Да, к Аполлону сходить, потрудиться надо. На кого только покинуть озорника Антикла, от которого все вокруг трепетало в ужасе: люди, козы, птицы, павлины, цикады, лягушки. Таким в детстве был и Алкивиад, но что прилично Зевсу, то неприлично быку, как говорится. Только Алкивиад один не боялся Антикла, хохотал над его проделками и не раз спасал его многострадальный зад от зверских намерений дядюшки…
— И что только из тебя выйдет!.. — качал Феник головой. — Не сносить тебе твоей сумасшедшей головы…
— Я буду пиратом… — решительно заявил чернокудрый мальчишка с горячими бойкими глазами. — Я буду таким, как Бикт, который никого не боится…
— Что-о-?! — опешил дядюшка. — Где веревка с узлом?.. Клянусь Аполлоном, я выбью из тебя эту дурь…

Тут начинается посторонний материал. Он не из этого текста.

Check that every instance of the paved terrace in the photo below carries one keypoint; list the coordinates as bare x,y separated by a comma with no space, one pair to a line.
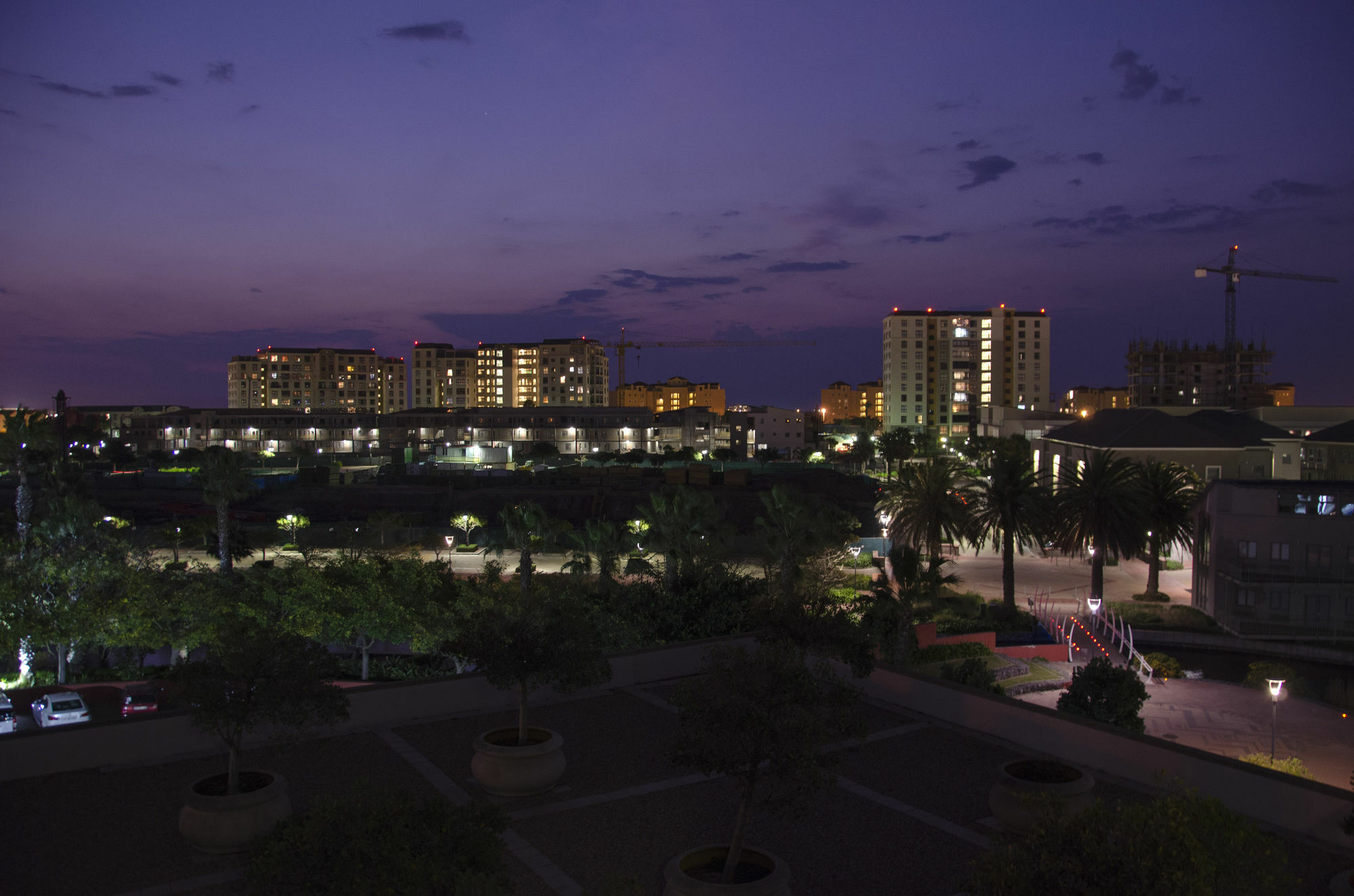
908,814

Но втайне он отдал должное мальчишке. В самом деле, моря кишели тогда пиратами, и все они прекрасно зарабатывали. Некоторые из них, как Бикт, покрыли себя неувядаемыми лаврами. Они были так смелы, что против них вынужден был ходить сам Кимон в Скирос и Периклес во фракийский Херсонес. С того времени как вспыхнула война со Спартой, пираты еще более размножились и стали чрезвычайно смелы.
16
Собрание на агоре называлось экклезиа. Два этих слова перешли в позднейшие века, совершенно изменив свое первоначальное значение.